While I do have a bit of an obsession with the various narratives and artifacts left behind by those who have come before us, I’m not obsessed with history per se. I love the details. The stories. The patina. The aged and neglected and forgotten detritus of life lived. I’m guardedly optimistic that I will find photographs, maybe vintage postcards, or maybe even a brochure, that will show me what the cabins at the Sherwood Inn looked like. Perhaps the cottage in this photograph stood at the Sherwood Inn? I can’t quite figure out how the perspective might align, but as my interest is largely romantic, it’s not a big leap to conjure this building into a corner of our property. Of course, that doesn’t make it true.
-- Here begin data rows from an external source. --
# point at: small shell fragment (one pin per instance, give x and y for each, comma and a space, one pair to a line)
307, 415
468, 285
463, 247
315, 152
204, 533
But there is another romantic element at work here as well. I could not have told you the make or model of the car in the photograph, and, frankly, I’m taking it on good faith that the person who listed this auction item titled it incorrectly. But the visual of a 1946 Buick Special Eight inevitably overlaps in my romantic imagination with our 1949 Riley RMB (photos below). I’ve mentioned this handsome automobile in the past, and it’s recently been front of mine again as I evaluate whether or not I should be matching it up with a new owner more passionately committed to its restoration and maintenance.
I’ll close by saying that I did initially bid on this auction, but I bowed out early. My early offer was immediately overshadowed by another. Separating nostalgic from romantic inclinations proved helpful. This distinction has become increasingly important to me as I disentangle the many motives that braided my life and Susan’s life together with Rosslyn’s life over the last 16 years. But I’m wandering afield, teasing a tangent, so I’d best abbreviate this thought for another post. Stay tuned!
In Letters To A Young Poet, Rainer Maria Rilke writes, “everything is gestation, then bringing forth”. My daily munge, what others might refer to as daily writing practice or a journal, is my place and process for gestation. It’s a place where I scribble and doodle and scrawl.
Sometimes it’s five hours’ worth of writing; sometimes it’s five minutes.
Anything is fair game for the daily munge, any quotidian artifact that even fleetingly piques my interest. There’s no referee, no editor, no judgment. Not at first.
Like a sculptor’s studio where I can explore an idea that may or may not evolve into a finished work, the daily munge let’s me experiment and carve away and mash the rejects only to pick them up again later to try again. Sometimes a poem or a story or an essay is born; more often I create, curate and then abandon my words.
Very little ever comes out of the daily munge in the short term, and yet most of my completed storytelling and writing had its inception there. Gestation is critical. As is patience and perseverance. I’ve learned these lessons many times, and yet I’m forced to relearn them each time I initiate and complete a new creative project.
Although renovating Rosslyn involved more woodwork and plaster and masonry and paint than the average poem or story, it too was gestation. It too demanded patience and perseverance, more sometimes than my bride and I could muster. Or so it seemed, until at last we were able to bring forth a home, a revitalized historic artifact, a font of memories and stories and lives.
A time capsule, the daily munge preserved the highs and lows of three, almost four years spent renovating Rosslyn. A mosaic of artifacts and memories. A sometimes euphoric, sometimes angry and frequently confused or frustrated tangle of interconnected narratives. This is the material I’ve been exploring and sculpting into Rosslyn Redux. This is the clunky, unedited avalanche of dreams and disappointments and triumphs and compromises that sometimes sweeps me up and plunges me—gasping for air, somersaulting blindly—downward.
Today has been one of those days. I’m trying to remind myself, “everything is gestation, then bringing forth”. I am so damned ready for the bringing forth! Patience. Perseverance. Thank you.